Much of this meta-flavoring is contributed by the character of Randy, the horror film geek who exists in a VHS-laden, video rental store strata of society that no longer exists, but is increasingly memorialized via nostalgia—look no further than the hubbub around Captain Marvel’s Blockbuster Video cameo earlier this year. He was clearly meant on some level to represent the film’s intended audience; those horror fans who would be griping that of course Mrs. Voorhees is the killer in the first Friday the 13th rather than Jason, but Scream ultimately reached far beyond the consumers who would typically be browsing the shelves of your average Blockbuster, sifting through faded copies of The Burning or Sleepaway Camp. It was a horror film that reached a decidedly non-horror audience, aided by key casting of established and rising stars of the decade: Neve Campbell, Courteney Cox, Rose McGowan and Drew Barrymore in the much-ballyhooed opening sequence.

Obviously, it’s Campbell who is the heart and soul of the series, though, constructed from the ground up to essentially be the ultimate “final girl,” exactly because she knowingly shuns so many of the supposed conventions of the label. In Scream, she survives the loss of her virginity (to the killer no less!), which is meant to be fatal. In Scream 2, she survives a scenario wherein “those who survived the first movie are no longer safe.” And in Scream 3 and Scream 4 … well, each film has its moments, at the very least. Ultimately, Sidney manages to survive even the entropy of the Scream series itself, remaining likable in her willingness to learn from and thwart genre convention. There’s no moment more “Sidney Prescott” than her putting a bullet in the head of a downed foe at the end of Scream 2, “just in case.”

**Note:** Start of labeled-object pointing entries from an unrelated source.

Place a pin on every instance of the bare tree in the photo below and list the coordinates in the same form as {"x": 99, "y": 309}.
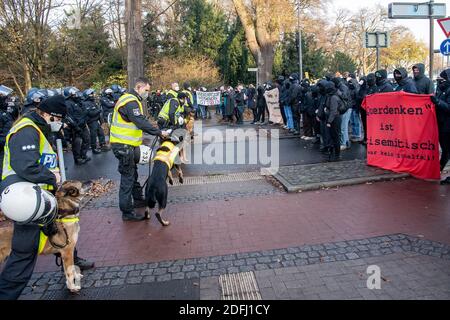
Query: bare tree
{"x": 135, "y": 40}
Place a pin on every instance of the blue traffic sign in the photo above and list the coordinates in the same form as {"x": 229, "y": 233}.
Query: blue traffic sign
{"x": 445, "y": 47}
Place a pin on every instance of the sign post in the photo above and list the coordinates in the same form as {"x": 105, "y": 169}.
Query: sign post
{"x": 376, "y": 40}
{"x": 445, "y": 26}
{"x": 423, "y": 10}
{"x": 254, "y": 70}
{"x": 445, "y": 47}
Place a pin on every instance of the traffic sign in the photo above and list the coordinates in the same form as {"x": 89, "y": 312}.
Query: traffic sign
{"x": 445, "y": 47}
{"x": 376, "y": 39}
{"x": 411, "y": 10}
{"x": 445, "y": 26}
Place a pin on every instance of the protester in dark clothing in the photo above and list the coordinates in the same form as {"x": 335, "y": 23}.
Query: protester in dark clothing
{"x": 229, "y": 105}
{"x": 423, "y": 84}
{"x": 404, "y": 82}
{"x": 282, "y": 92}
{"x": 442, "y": 102}
{"x": 294, "y": 101}
{"x": 321, "y": 116}
{"x": 307, "y": 103}
{"x": 383, "y": 84}
{"x": 80, "y": 131}
{"x": 251, "y": 101}
{"x": 261, "y": 105}
{"x": 240, "y": 104}
{"x": 333, "y": 121}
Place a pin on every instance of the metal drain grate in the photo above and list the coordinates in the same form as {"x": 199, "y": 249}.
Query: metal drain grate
{"x": 239, "y": 286}
{"x": 220, "y": 178}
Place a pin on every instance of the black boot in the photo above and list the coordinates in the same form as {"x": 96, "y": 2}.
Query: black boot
{"x": 132, "y": 217}
{"x": 83, "y": 264}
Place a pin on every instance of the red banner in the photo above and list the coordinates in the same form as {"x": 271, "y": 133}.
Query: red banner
{"x": 402, "y": 133}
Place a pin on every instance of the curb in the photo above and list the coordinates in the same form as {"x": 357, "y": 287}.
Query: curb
{"x": 337, "y": 183}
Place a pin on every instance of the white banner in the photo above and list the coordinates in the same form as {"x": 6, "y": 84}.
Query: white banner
{"x": 208, "y": 98}
{"x": 273, "y": 105}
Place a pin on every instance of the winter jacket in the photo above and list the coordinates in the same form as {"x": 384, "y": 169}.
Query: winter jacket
{"x": 405, "y": 83}
{"x": 423, "y": 84}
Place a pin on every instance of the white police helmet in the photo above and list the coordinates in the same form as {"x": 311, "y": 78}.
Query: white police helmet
{"x": 142, "y": 154}
{"x": 26, "y": 202}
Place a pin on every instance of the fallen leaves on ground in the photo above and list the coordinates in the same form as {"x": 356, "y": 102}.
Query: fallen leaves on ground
{"x": 100, "y": 187}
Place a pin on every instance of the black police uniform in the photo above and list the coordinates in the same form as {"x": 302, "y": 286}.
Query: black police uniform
{"x": 80, "y": 132}
{"x": 129, "y": 186}
{"x": 94, "y": 117}
{"x": 107, "y": 103}
{"x": 24, "y": 161}
{"x": 6, "y": 122}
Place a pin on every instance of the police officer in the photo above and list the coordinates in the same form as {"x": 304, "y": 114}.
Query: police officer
{"x": 30, "y": 157}
{"x": 94, "y": 117}
{"x": 116, "y": 92}
{"x": 33, "y": 99}
{"x": 173, "y": 92}
{"x": 127, "y": 127}
{"x": 80, "y": 133}
{"x": 6, "y": 120}
{"x": 171, "y": 114}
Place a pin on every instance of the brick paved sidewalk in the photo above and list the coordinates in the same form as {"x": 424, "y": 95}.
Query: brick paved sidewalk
{"x": 411, "y": 268}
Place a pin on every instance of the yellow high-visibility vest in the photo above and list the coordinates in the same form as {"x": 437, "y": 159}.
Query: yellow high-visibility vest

Ultimately, it was Scream’s script and casting decisions that had the deepest impact on the American horror genre in the years that followed, and particularly through the rest of the 1990s. It catalyzed the trend of casting young, recognizable teen idols in quasi-retro horror fare, which would go on to deeply inform the likes of I Know What You Did Last Summer—an important deviation from the slasher films that inspired it, which typically featured casts of unknowns. At the same time, its pop culture-referencing, meta-laden screenplay served as clear inspiration for other films such as Urban Legend. Ultimately, it was difficult for any of the quasi-slashers in the years that followed to avoid comparison with Scream—it was the example against which the competition compared or contrasted itself for the span of the next decade. And considering that’s exactly how Scream contrasted itself against the generation that came before, it seems entirely fitting.